The security ministry said that Iranian diplomats Hamzeh Doolab Ahmad and Jadidi Sohrab were declared “persona non grata” and “have left” Bosnian territory.
“As members of diplomatic personnel … they have used their diplomatic status for activities incompatible with their diplomatic functions and the Vienna convention on diplomatic relations,” the ministry said in a statement.
It did not elaborate or say when the two left Bosnia.
But a source at the ministry who asked not to be named said the two diplomats were suspected of “spying and (carrying out) other suspicious activities against the (Bosnian) constitution.”
The two served as the “embassy’s second and third secretary,” the source said, adding that they, particularly Sohrab, “were contacting Nusret Imamovic,” a leader of Bosnian followers of Wahhabism.
Such contacts were considered espionage, the source said.

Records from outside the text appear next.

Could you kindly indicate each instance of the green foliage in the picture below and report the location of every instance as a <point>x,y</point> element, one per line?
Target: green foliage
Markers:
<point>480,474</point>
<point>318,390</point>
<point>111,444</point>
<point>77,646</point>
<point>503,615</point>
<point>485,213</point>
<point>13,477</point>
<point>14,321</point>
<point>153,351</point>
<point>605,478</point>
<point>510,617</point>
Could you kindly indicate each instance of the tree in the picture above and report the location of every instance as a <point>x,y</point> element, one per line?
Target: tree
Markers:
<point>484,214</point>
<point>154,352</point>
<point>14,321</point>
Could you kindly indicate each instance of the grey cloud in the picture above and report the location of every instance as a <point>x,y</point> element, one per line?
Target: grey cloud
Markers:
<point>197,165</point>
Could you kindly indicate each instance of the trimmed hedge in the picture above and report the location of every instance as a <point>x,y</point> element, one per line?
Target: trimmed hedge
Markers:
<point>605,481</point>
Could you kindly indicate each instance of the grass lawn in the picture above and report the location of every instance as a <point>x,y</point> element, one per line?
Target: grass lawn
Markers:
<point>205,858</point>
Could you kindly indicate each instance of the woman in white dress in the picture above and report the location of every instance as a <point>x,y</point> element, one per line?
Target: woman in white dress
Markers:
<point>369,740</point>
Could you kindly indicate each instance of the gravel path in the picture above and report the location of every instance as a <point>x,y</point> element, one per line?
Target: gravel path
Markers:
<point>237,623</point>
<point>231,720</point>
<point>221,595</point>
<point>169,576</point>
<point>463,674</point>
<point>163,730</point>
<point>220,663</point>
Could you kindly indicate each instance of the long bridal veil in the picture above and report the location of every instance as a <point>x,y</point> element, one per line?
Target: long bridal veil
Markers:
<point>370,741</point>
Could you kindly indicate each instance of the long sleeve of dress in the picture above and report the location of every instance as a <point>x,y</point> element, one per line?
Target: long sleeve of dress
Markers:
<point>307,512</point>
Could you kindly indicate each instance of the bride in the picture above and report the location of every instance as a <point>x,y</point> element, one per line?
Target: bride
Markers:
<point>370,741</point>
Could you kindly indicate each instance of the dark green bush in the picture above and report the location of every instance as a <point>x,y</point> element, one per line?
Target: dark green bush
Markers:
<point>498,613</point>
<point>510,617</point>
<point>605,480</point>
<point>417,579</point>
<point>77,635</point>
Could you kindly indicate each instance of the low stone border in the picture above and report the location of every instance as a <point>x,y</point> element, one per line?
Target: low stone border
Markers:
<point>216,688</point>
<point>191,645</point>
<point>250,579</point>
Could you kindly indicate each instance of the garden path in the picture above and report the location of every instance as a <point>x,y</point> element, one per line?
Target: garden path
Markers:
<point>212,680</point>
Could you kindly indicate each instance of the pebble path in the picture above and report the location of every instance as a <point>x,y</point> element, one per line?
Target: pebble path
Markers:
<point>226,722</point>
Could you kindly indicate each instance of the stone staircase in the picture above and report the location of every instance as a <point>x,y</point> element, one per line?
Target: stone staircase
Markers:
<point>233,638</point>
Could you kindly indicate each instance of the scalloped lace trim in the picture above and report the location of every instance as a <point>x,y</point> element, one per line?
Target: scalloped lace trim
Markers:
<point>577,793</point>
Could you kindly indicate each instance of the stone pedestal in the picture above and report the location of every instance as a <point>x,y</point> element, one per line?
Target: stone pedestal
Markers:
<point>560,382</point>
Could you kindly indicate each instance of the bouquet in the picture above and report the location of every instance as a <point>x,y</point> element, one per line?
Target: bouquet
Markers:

Bosnia’s Muslims, who make up around 40 percent of the country’s population of some 3.8 million, are mainly followers of a moderate form of Islam.
But the former Yugoslav republic is also home to a small minority of followers of Wahhabism, a strict and ultra-conservative branch of Islam which is dominant in Saudi Arabia.
Sarajevo has been cracking down on the movement’s members whose number is estimated at some 3,000.
The Iranian embassy, when contacted by Agence France Presse, said it “does not have a reaction” to the expulsions by the Bosnian authorities.